Example 12.3: In Experiment 2 (Chapter 10), the lift-off lengths tended to be shorter on one side of the burning sprays. The tendency seemed to correlate with the motion of the in-cylinder air, which was rotating about the cylinder centerline (counter-clockwise in Figure 10.5). This type of air motion is called swirl and the downwind side of the spray was therefore called the “downswirl’ side, whereas the upwind side was referred to as the “upswirl’ side. The box plot in Figure 12.3 shows how the lift-off lengths were distributed over the entire data set. The two sides of the spray have similar degrees of dispersion and skew but the median value on the downswirl side is about 15% lower than that on the upswirl side.

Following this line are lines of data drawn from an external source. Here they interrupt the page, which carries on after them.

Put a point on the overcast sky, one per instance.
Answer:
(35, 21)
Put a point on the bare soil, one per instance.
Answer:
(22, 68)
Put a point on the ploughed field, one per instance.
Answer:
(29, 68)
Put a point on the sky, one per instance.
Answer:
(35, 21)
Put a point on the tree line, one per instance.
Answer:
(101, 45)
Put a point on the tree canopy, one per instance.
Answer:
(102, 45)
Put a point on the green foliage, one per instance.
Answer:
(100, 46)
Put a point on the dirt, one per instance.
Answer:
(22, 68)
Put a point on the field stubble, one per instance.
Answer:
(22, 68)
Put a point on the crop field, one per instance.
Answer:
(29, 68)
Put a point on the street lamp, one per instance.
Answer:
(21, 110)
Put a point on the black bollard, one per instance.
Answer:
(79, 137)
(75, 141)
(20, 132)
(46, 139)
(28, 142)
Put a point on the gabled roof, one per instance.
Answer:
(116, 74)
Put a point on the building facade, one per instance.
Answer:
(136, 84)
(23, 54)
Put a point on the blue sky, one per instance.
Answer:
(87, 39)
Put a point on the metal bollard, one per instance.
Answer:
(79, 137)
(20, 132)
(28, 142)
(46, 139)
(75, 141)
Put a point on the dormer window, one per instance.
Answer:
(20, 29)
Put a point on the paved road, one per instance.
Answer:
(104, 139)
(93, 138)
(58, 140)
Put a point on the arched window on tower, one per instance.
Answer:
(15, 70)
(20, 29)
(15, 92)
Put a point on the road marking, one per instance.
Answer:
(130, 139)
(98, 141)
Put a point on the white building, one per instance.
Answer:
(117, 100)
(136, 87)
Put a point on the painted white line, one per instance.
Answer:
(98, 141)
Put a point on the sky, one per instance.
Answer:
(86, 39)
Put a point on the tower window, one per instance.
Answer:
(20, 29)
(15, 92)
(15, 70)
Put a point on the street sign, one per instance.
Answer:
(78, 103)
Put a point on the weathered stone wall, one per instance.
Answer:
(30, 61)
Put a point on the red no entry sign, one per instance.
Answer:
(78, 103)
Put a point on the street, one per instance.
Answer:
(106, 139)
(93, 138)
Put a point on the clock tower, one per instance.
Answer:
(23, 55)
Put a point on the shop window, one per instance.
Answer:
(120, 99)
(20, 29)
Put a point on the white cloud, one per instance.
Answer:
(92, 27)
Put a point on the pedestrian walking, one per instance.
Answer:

A similar trend had previously been reported from another study [1]. Interestingly, Experiment 2 used a stronger swirling flow and also showed a greater difference in lift-off length between the two sides of the spray. These results seemed to support the hypothesis that hot burned gases affected the lift-off length. This is because the airflow was expected to displace hot products from the upswirl to the downswirl side of the spray. Under the research hypothesis, it is fair to assume that a greater quantity of hot gases on the downswirl side of the spray will shorten the lift-off length there.

Figure 12.3 Box plot showing how the lift-off lengths are distributed across the whole data set. Lift-off lengths tend to be shorter on the downswirl side than on the upswirl side.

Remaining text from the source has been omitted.